Ações afirmativas são "cosméticas"
A Federação Nacional de Escolas Particulares diz, em nota, que defende e incentiva que ações afirmativas sejam feitas pelas 40 mil instituições particulares de ensino brasileiras, que atendem, aproximadamente, 15 milhões de alunos, sendo 9 milhões na educação básica. E argumenta que “a visão de a escola particular ser para filho de classes A e B não dialoga com a realidade, segundo o PNAD, de 40% das matrículas na escola privada serem das classes C, D e E”.
Na avaliação de Campos, as ações afirmativas implementadas até agora por muitas escolas privadas para garantir o acesso de pessoas negras e pobres são “cosméticas” e pouco significativas.
— É como se bastasse ter um aluno preto ou pardo, uma aula de história da África ou uma política de capacitação para argumentar que são inclusivos — afirma.
Para o mestre em Educação, Contextos Contemporâneos e Demandas Sociais Diomario Silva, professor das redes pública e privada do Rio, as escolas particulares têm que promover a integração dos alunos negros na formação estudantil e deixar nítido que, independentemente de serem bolsistas ou não, todos estão ali para aprender.
— O levantamento da Uerj constata que a elite branca continua sendo dominante no país. Esta década está sendo marcada pela valorização do afrodescendente, mas até que ponto as escolas estão contribuindo, enquanto espaço de formação, para mudar o cenário? — destaca.
Superior elitizado
Na Escola Eleva, foram criados grupos compostos por famílias com filhos negros que ajudam o colégio a construir um espaço mais diverso. O estudo da Uerj aponta que os estudantes negros são apenas 1% da unidade de Botafogo, Zona Sul do Rio.

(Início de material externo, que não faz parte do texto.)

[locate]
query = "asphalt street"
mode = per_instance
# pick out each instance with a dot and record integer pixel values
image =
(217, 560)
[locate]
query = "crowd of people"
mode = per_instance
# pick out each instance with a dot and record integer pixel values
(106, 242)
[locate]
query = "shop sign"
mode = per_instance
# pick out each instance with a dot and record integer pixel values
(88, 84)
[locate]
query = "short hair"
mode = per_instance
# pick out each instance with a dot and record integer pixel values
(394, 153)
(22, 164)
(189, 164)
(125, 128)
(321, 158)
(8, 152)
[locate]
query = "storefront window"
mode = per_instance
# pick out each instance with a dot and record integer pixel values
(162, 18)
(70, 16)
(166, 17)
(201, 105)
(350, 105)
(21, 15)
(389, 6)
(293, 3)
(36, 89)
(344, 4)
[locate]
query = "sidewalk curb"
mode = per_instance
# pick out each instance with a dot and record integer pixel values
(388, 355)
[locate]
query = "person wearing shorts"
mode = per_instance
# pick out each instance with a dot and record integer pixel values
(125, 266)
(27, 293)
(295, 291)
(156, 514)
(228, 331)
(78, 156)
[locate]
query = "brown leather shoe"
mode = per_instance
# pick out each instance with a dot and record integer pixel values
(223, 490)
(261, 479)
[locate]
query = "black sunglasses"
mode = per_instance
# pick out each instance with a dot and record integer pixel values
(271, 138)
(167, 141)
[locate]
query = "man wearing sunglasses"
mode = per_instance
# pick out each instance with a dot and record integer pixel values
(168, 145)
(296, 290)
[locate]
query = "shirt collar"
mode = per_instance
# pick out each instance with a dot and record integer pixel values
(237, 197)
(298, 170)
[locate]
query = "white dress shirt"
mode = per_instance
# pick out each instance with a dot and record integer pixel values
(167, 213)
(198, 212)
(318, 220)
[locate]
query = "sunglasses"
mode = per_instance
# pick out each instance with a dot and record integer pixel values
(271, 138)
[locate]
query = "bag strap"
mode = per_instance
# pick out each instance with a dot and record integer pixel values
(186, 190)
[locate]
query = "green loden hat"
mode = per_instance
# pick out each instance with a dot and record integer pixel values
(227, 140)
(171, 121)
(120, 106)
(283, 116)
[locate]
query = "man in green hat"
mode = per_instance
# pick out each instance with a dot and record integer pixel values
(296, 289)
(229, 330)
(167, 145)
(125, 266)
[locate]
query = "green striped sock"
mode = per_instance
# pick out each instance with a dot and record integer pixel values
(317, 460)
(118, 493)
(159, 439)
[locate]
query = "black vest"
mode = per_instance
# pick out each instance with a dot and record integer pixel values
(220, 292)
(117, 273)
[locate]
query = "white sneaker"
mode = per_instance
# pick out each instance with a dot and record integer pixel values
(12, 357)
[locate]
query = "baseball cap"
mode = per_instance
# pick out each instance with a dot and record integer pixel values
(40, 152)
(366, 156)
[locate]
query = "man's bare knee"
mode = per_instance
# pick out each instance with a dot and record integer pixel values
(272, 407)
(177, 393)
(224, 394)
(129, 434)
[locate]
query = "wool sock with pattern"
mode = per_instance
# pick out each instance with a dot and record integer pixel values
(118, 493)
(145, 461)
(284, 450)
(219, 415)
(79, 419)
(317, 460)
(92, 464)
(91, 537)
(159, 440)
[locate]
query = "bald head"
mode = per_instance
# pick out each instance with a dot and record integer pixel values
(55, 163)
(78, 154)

O conglomerado educacional reúne 11 redes de escolas privadas no país.
A unidade afirma que “há prioridade para alunos negros no processo de admissão” e que, com os dados mais atualizados, o percentual pula para 5%. A assessoria de imprensa informa que, “se abrirem dez vagas, se tivermos dez brancos e dez negros para entrar no colégio, a escola dará preferência para a inclusão dos alunos negros”. Não há, no entanto, uma política de bolsas exclusivas para eles.
A escola possui um programa com 81 famílias, no Rio e Brasília, que recebem descontos parciais e até integrais nas mensalidades na qual os estudantes pretos e pardos são prioridades. Dos 81 atendidos, 59% declaram-se negros.
Em nota, o colégio diz que “foi constituído um Comitê de Diversidade, que promove um currículo de educação antirracista” e que faz uma “capacitação para equidade de gênero e racial entre lideranças, colaboradores e o corpo docente”.
Para Silva, a consequência da estrutura social apontada no levantamento é a exclusão de negros dos cursos mais concorridos no ensino superior:
— Em pedagogia, há mais alunos negros, mas será que foi mesmo a primeira opção de todos? Muitos queriam fazer engenharia ou medicina, mas precisam trabalhar (e os cursos são integrais). As excelências continuam cada vez mais elitizadas.
De acordo com o IBGE, só em 2019 as universidades tiveram mais alunos negros (50,3%) do que brancos. No entanto, carreiras mais concorridas e com maior remuneração têm percentual menor de pretos e pardos, como Medicina (39,9%), Engenharia (40%), Odontologia (38,7%) e Direito (43,8%).